Performance
11.1 Latency
Sources of latency
| Source | Typical cost | Mitigation |
|---|---|---|
| Network round-trip | 10–200 ms | CDN, edge caching, region selection |
| DNS resolution | 50–100 ms | DNS prefetch, keep-alive |
| TLS handshake | 1–3 RTT | TLS session resumption, HTTP/3 |
| Server processing | Variable | DB indexes, caching, async processing |
| Serialization | 1–10 ms | Binary format (protobuf), sparse fieldsets |
Reducing latency
- Use CDN for static assets and cacheable API responses.
- Use edge caching to serve common requests without hitting the origin.
- Keep API responses small — sparse fieldsets, pagination.

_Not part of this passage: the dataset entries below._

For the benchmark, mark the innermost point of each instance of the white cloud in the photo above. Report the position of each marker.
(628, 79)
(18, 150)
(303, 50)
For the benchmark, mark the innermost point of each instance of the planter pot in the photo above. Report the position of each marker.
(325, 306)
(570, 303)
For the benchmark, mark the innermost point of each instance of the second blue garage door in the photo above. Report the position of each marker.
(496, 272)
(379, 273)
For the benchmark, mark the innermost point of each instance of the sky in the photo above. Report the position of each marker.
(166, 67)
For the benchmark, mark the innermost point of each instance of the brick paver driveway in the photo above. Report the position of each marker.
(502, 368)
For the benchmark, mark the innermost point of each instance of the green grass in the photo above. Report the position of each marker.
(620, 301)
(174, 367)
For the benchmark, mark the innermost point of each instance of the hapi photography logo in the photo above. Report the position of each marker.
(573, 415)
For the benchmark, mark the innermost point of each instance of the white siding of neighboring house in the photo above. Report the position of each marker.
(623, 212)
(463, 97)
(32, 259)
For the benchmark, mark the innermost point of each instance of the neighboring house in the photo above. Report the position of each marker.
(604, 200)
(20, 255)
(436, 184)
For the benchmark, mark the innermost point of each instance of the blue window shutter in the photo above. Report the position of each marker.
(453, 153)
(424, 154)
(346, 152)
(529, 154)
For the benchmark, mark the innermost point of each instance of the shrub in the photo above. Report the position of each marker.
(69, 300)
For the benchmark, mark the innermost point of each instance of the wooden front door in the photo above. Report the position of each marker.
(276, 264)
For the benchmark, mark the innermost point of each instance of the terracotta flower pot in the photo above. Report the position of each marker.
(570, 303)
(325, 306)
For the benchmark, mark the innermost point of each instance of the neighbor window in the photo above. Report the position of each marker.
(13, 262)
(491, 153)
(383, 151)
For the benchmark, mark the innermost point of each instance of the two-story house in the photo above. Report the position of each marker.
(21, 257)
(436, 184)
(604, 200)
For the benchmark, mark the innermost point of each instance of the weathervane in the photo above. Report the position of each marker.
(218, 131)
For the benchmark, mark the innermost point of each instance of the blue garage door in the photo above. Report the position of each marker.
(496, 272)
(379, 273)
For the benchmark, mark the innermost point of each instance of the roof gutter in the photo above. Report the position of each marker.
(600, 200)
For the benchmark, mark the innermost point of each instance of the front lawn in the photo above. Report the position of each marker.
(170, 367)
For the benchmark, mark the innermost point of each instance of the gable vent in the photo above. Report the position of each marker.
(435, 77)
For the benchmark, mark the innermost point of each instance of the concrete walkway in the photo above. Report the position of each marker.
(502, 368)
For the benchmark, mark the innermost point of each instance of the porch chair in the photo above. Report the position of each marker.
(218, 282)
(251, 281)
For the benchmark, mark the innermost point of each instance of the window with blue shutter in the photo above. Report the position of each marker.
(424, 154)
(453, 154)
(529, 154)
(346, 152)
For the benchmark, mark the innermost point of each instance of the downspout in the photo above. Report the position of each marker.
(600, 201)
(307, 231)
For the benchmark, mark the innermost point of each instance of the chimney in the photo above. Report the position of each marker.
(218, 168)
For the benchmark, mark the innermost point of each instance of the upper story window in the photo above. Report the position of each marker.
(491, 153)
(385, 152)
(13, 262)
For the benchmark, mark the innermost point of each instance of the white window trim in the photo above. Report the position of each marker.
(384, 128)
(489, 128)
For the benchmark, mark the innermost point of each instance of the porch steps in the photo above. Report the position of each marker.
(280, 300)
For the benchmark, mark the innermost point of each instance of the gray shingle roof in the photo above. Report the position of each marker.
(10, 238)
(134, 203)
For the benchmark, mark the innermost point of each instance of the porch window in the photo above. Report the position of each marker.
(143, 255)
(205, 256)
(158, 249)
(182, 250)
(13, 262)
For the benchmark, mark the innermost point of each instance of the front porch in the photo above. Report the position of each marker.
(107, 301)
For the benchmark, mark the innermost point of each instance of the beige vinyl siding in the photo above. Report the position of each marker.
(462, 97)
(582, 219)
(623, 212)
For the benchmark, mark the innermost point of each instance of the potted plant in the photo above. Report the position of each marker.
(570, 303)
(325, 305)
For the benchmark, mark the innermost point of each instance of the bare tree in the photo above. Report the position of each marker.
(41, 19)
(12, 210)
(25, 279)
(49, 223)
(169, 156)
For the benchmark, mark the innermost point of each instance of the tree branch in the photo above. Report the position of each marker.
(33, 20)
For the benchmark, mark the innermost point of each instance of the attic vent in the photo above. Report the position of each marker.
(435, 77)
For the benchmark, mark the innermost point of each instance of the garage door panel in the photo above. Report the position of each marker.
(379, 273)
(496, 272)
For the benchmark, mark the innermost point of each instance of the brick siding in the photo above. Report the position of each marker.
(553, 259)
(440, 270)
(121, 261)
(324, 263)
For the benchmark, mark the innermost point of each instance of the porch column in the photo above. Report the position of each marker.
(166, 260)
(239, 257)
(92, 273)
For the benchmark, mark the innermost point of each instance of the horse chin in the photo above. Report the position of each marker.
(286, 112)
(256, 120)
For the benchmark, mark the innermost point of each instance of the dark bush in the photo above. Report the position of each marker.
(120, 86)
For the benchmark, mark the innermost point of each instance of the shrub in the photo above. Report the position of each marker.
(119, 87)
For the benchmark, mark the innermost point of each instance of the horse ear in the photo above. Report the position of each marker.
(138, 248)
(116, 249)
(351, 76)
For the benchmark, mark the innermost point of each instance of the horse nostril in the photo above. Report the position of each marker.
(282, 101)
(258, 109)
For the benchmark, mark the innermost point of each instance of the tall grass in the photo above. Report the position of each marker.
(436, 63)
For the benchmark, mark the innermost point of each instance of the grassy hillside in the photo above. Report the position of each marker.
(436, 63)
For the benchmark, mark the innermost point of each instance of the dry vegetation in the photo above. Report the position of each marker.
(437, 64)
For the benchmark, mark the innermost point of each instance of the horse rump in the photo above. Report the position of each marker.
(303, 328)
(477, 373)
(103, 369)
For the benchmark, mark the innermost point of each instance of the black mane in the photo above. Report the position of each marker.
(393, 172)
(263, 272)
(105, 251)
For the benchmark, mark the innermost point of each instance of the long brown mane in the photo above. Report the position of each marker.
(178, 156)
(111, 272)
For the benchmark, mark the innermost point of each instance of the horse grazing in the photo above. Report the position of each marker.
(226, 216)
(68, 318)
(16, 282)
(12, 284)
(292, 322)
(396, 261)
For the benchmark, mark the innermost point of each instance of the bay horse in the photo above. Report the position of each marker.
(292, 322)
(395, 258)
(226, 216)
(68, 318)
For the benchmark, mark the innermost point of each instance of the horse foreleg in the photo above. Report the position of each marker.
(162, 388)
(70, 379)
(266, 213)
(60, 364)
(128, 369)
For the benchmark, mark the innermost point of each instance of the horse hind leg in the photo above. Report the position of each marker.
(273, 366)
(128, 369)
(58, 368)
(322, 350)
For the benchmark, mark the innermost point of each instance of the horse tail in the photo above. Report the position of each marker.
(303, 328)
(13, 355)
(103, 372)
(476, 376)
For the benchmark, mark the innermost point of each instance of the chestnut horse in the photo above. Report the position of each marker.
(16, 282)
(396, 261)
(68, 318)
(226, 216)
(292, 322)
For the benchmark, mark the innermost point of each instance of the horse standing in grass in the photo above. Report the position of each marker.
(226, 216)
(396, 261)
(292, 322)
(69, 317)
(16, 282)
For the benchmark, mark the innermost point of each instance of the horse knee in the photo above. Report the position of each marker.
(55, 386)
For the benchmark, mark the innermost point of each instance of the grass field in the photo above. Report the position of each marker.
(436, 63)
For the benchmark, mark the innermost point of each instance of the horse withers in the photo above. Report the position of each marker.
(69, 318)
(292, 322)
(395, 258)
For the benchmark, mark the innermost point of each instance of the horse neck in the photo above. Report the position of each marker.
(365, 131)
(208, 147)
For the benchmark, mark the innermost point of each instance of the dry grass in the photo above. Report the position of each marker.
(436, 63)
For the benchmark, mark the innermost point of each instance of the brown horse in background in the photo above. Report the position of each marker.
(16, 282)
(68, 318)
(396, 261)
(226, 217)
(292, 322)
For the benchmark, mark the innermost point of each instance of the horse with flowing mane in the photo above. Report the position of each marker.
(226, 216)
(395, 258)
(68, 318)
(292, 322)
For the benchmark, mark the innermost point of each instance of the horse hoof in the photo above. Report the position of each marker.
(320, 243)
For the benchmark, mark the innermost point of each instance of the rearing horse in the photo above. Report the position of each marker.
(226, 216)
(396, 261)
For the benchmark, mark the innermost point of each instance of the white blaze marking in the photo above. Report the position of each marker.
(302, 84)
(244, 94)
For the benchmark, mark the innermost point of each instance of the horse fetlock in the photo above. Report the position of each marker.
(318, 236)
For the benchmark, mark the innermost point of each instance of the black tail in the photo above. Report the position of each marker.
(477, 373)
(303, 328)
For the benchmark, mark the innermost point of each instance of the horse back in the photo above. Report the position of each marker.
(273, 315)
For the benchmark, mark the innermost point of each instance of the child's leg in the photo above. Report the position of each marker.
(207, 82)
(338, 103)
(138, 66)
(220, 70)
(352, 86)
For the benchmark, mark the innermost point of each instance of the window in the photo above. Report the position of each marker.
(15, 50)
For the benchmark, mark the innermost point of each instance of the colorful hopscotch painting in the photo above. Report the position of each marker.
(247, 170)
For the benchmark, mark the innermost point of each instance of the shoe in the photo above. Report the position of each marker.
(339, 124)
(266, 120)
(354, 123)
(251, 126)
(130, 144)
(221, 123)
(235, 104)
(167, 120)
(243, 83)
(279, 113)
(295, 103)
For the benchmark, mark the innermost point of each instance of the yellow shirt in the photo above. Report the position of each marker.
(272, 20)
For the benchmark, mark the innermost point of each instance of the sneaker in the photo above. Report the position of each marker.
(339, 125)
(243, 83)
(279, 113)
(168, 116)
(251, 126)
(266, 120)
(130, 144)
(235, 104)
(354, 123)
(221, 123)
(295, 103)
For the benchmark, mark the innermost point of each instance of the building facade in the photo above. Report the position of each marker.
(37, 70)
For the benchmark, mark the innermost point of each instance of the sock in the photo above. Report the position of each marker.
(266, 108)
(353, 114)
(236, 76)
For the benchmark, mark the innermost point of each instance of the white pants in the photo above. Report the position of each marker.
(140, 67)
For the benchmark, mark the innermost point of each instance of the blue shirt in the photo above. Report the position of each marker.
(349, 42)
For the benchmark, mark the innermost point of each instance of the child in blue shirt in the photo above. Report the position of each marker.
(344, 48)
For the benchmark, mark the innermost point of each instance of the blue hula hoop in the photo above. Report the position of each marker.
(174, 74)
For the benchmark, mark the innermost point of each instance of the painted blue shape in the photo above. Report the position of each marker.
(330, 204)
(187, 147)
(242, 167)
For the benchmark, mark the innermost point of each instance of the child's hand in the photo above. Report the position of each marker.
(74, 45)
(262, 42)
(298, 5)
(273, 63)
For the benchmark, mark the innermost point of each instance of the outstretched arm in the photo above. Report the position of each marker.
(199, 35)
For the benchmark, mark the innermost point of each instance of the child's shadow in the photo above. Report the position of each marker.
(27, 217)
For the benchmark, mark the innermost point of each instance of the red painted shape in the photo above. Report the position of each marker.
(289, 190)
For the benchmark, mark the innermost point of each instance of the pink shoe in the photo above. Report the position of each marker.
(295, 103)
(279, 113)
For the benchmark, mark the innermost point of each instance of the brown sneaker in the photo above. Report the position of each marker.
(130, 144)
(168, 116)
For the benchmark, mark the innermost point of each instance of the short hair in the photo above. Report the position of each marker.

- Use HTTP/2 or HTTP/3 to eliminate per-request connection overhead.
11.2 Throughput
Requests per second the system can handle at acceptable latency.
Load balancing
Distribute load across instances. Each instance processes its share. Throughput scales linearly with instances if the service is stateless.
Batching
Process multiple items in one operation:
- DB batch inserts instead of one-by-one rows.
- Kafka consumer batch: process 100 messages per tick.
- Reduces per-item overhead significantly at high volume.
# One batch insert — not 1000 individual INSERTs
await db.execute_many(
"INSERT INTO events (type, payload) VALUES ($1, $2)",
[(e.type, e.payload) for e in batch],
)
11.3 Payload Optimization
Large payloads cost bandwidth and processing time on both sides.
Compression
Enable gzip or brotli on your server or reverse proxy.
- gzip: 60–80% size reduction for JSON.
- brotli: slightly better compression than gzip, supported by all modern browsers.
Content-Encoding: gzipheader tells the client to decompress.- Threshold: compress responses larger than 1 KB. Compression on small payloads wastes CPU.
# Nginx — enable gzip for JSON responses
gzip on;
gzip_types application/json text/plain;
gzip_min_length 1024;
Binary format (gRPC / protobuf)
Protobuf payloads are 3–10× smaller than equivalent JSON.
- No field names in binary payload — field numbers are used instead.
- Faster serialization due to schema-driven encoding.
- Use for high-volume internal service calls.
Sparse fieldsets
Client requests only the fields it needs:
- REST:
?fields=id,name,email - GraphQL: client specifies exact fields in the query
Reduces payload size and server-side serialization work.
11.4 Performance Targets
| Metric | Target | Action when exceeded |
|---|---|---|
| p50 latency | < 50 ms | Optimize hot paths |
| p95 latency | < 300 ms | Add caching, optimize DB queries |
| p99 latency | < 1000 ms | Check tail-latency outliers |
| Error rate | < 0.1% | Reliability review |
| Throughput | Per SLO | Scale horizontally |
Always measure p95 and p99, not only average. Average hides outliers that users actually experience.
Key Rules
- Measure first. Do not optimize without profiling data.
- Enable compression at the reverse proxy level — not in application code.
- Set SLO targets for p95 and p99, not just average latency.
- Use binary serialization (protobuf) for internal high-volume calls.
- Apply sparse fieldsets on any endpoint that returns large objects.